Dalam riwayat ini dijelaskan juga, bahwa di tempat ini terdapat kuburan orang-orang musyrik, dataran yang agak tinggi, dan ada juga pohon kurma. Rasulullah SAW pun memerintahkan agar kuburan orang-orang musyrik ini digali dan tulang-belulangnya dikeluarkan, dataran yang agak tinggi diratakan, dan beliau memerintahkan agar memotongi pohon-pohon kurma tersebut.
Setelah itu, pembangunan masjid pun dimulai. Rasulullah SAW sendiri berbaur bersama para sahabat membawa batu bata yang masih mentah. Beliau SAW membacakan syair:
هَذَا الْحِمَـالُ لَا حِمَـالَ خَيْبَرْ – هَذَا أَبَرُّ رَبَّنَا وَأَطْهَرْ
“Yang dibawa ini bukanlah beban dari Khaibar. Ini lebih kekal, lebih bermanfaat dan lebih suci di sisi Rabb kami“.
Beliau juga berseru:
اللَّهُمَّ إِنَّ الْأَجْرَ أَجْرُ الْآخِرَهْ – فَارْحَمْ الْأَنْصَارَ وَالْمُهَاجِرَهْ
“Ya Allah, sesungguhnya ganjaran itu adalah ganjaran akhirat. Berilah rahmat kepada kaum Anshâr dan kaum Muhajirin“. [HR Bukhari]
Dalam riwayat lain diceritakan bahwa mereka memindahkan bebatuan sambil membawakan syair, sementara itu Rasulullah SAW juga berbaur bersama mereka. Mereka mengumandangkan syair:
اللَّهُمَّ إِنَّهُ لَا خَيْرَ إِلَّا خَيْرُ الْآخِرَهْ فَانْصُرْ الْأَنْصَارَ وَالْمُهَاجِرَهْ
“Ya Allah, sesungguhnya tidak ada kebaikan kecuali kebaikan akhirat. Maka berilah pertolongan kepada kaum Anshâr dan Muhajirin“.[HR Bukhari]
Dalam pembangunan masjid ini, Rasulullah SAW mengutamakan orang-orang yang ahli. Dalam sebuah riwayat disebutkan, bahwa Rasulullah SAW bersabda kepada para sahabat yang ikut bekerja membangun masjid: “Dekatkanlah al-Yamami ke tanah itu, karena sentuhan dia terbaik di antara kalian, dan paling kuat adonannya”

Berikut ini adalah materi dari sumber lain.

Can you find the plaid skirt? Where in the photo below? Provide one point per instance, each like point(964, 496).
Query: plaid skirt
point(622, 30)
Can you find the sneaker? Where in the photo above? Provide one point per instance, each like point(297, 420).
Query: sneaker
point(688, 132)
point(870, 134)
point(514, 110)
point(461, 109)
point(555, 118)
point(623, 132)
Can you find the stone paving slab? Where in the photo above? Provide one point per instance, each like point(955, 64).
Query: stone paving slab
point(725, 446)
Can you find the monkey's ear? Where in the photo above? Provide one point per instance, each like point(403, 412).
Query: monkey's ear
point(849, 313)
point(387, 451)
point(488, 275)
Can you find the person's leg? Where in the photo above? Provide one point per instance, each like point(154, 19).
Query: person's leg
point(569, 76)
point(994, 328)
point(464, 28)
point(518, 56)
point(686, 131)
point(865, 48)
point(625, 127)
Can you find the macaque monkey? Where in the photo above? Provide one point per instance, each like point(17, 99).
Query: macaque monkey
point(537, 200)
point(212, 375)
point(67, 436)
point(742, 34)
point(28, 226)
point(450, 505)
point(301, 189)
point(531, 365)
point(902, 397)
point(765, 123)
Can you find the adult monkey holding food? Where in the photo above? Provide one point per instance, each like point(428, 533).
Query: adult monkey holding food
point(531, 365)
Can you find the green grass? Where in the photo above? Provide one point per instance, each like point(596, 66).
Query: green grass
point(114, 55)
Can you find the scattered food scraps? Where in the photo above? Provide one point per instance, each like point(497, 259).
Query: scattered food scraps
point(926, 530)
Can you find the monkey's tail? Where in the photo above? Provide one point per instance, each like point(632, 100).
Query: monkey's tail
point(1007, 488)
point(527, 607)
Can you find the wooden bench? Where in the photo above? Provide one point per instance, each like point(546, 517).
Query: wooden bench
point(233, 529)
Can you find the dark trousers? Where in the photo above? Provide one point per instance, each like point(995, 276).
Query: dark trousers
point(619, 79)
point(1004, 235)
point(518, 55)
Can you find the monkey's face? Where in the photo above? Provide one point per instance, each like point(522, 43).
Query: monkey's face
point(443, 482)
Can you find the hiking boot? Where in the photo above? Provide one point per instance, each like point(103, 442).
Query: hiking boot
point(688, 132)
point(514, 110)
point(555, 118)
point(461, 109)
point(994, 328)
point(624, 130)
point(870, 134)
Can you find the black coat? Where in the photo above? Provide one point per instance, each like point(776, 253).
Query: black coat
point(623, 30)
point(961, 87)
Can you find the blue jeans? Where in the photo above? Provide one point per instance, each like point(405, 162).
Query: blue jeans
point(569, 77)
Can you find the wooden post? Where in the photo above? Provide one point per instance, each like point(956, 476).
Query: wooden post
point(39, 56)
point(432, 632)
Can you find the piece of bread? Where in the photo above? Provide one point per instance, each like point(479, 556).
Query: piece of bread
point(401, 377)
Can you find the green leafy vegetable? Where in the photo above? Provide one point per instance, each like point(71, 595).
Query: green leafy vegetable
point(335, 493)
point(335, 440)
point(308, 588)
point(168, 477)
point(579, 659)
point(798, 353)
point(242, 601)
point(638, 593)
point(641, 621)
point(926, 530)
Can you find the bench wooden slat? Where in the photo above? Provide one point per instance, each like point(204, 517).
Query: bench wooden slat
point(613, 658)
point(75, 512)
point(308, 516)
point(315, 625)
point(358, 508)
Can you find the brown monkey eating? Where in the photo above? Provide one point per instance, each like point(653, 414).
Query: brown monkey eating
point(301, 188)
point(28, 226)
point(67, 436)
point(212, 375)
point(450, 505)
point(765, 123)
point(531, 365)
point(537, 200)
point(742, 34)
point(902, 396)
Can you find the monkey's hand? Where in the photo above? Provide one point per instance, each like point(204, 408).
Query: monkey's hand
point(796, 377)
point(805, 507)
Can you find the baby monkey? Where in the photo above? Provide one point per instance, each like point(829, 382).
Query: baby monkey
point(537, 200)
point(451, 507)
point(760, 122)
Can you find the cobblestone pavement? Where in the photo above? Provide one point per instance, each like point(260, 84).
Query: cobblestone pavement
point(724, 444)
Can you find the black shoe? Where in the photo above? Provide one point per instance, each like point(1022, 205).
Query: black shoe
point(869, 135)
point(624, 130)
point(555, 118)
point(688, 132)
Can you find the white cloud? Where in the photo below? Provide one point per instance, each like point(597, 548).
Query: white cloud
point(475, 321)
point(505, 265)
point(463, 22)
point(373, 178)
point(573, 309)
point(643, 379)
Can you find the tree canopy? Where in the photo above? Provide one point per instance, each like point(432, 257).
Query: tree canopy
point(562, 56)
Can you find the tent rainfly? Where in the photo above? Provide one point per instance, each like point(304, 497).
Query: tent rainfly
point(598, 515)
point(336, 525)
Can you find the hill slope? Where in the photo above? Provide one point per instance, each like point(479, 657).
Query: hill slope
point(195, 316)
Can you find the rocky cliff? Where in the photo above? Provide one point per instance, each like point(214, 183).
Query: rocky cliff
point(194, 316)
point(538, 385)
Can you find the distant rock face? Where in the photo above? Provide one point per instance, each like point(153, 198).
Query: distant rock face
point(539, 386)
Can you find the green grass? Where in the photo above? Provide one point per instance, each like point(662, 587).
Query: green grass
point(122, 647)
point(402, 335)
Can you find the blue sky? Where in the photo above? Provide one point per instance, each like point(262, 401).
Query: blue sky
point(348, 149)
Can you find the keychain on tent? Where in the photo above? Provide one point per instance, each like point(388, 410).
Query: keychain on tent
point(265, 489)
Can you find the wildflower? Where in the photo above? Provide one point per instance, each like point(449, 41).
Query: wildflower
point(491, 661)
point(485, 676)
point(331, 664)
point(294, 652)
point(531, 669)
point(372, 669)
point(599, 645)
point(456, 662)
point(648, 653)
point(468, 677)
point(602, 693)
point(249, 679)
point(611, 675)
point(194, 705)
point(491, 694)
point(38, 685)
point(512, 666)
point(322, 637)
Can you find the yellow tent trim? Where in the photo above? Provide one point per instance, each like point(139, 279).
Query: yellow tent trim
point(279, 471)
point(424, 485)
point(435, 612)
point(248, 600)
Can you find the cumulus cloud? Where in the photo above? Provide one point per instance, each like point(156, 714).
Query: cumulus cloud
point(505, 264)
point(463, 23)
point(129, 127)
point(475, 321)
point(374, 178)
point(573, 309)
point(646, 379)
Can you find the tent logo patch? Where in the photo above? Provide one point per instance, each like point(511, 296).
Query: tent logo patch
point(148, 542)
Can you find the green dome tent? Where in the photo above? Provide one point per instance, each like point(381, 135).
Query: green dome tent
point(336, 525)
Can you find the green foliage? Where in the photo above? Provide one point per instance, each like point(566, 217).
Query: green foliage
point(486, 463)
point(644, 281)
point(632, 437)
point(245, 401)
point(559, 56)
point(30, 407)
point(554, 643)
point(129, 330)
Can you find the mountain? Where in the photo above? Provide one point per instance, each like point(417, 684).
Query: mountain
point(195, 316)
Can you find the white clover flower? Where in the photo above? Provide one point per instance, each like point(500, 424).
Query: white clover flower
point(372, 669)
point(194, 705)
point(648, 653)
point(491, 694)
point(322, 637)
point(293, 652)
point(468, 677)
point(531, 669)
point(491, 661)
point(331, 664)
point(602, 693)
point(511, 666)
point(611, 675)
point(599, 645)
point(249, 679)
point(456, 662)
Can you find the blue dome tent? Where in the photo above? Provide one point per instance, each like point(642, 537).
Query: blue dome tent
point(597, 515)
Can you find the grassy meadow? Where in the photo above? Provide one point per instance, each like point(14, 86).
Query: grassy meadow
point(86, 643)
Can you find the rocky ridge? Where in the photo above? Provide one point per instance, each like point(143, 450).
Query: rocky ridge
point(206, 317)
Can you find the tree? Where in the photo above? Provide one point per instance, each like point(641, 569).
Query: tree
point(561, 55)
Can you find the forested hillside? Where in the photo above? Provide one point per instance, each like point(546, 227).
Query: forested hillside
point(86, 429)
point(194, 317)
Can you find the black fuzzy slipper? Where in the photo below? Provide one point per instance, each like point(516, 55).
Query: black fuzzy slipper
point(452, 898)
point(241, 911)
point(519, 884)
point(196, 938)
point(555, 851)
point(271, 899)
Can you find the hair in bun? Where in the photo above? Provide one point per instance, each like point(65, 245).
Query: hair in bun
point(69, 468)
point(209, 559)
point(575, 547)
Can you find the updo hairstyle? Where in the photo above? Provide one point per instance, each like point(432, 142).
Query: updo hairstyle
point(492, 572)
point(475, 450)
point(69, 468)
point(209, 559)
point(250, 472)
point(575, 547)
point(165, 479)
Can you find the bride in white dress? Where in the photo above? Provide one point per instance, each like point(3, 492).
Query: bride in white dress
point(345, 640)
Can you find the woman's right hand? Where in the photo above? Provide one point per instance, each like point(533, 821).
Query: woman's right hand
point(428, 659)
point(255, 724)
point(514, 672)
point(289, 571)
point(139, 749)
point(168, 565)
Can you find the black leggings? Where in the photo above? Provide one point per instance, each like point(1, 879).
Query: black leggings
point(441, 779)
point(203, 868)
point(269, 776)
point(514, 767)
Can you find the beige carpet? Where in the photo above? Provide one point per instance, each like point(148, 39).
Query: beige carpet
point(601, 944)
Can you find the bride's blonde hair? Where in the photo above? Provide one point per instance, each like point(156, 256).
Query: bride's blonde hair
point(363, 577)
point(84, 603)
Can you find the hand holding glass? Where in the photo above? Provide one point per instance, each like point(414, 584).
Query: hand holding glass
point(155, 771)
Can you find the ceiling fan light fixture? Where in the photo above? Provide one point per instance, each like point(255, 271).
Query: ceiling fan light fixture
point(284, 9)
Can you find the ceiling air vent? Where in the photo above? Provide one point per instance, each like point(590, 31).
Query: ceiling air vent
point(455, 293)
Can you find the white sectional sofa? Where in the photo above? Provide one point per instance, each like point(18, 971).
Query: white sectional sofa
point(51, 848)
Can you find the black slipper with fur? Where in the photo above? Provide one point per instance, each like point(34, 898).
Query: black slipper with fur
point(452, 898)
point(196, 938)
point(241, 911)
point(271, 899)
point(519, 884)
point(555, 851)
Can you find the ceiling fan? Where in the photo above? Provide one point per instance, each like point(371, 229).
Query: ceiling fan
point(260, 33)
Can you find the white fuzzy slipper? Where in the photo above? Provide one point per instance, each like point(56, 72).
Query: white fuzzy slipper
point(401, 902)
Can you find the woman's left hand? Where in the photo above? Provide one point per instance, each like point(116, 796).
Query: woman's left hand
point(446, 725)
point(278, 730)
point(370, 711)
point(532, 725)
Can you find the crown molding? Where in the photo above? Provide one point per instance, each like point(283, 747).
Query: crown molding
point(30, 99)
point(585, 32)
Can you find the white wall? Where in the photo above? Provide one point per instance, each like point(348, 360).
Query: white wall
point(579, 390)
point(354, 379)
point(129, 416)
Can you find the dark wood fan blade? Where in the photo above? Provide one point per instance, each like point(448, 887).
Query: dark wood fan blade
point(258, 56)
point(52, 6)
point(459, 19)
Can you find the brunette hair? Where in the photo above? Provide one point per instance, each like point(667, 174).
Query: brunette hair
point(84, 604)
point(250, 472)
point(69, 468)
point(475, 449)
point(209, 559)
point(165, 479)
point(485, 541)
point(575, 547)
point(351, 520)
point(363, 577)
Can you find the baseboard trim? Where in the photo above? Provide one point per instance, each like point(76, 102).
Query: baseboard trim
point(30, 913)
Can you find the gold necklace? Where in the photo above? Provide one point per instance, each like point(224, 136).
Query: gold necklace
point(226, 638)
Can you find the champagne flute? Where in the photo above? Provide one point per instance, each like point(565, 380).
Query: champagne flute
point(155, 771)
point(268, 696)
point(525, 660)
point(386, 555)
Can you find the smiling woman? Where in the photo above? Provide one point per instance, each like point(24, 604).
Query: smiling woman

Dalam riwayat lain, al-Yamami berkata: “Aku mencampurkan tanah, lalu seakan campuranku ini menakjubkan beliau SAW, dan bersabda: ‘Biarkanlah al-Yamaami al-Hanafi dengan tanah, karena dia paling ahli di antara kalian dalam urusan tanah’.” [HR Imam Ahmad]
Ammar bin Yasir ra termasuk sahabat yang sangat bersemangat dalam pembangunan ini. Saat yang lain membawa satu batu bata, dia membawa dua. Satu untuk dirinya, sedangkan yang satu lagi untuk Rasulullah SAW.
Melihat perbuatan ‘Ammar ini, Rasulullah mengusap punggung ‘Ammar seraya bersabda: “Wahai Ibnu Sumayyah, orang-orang ini mendapatkan pahala satu, tetapi engkau mendapatkan pahala dua, bekal terakhirmu adalah satu hirupan susu, dan engkau akan dibunuh oleh kelompok pembangkang”. [HR Muslim ]
Hadis ini termasuk di antara bukti kenabian Nabi Muhammad SAW karena di kemudian hari Ammar meninggal dengan cara yang telah dijelaskan Rasulullah SAW dalam hadis tersebut.
Pembangunan masjid Nabawi membutuhkan waktu dua belas hari. Setelah itu, dilanjutkan dengan membangun kamar-kamar untuk istri-istri Nabi SAW dengan cara yang sama sebagaimana membangun masjid.
Saudah bin Zum’ah ra , salah seorang istri Nabi memiliki tempat tersendiri, dan begitu pula dengan Aisyah ra . Dua rumah inilah yang pertama kali dibangun untuk istri-istri beliau. Keduanya berdampingan dengan masjid dan sangat sederhana, terbuat dari tanah dan pelepah kurma, atau batu yang disusun dan atapnya pelepah kurma.
Kemudian dilanjutkan dengan rumah-rumah istri beliau selanjutnya. Setelah semuanya selesai, Rasulullah SAW pindah dari rumah Abu Ayyub ra ke tempat yang baru dibuat itu.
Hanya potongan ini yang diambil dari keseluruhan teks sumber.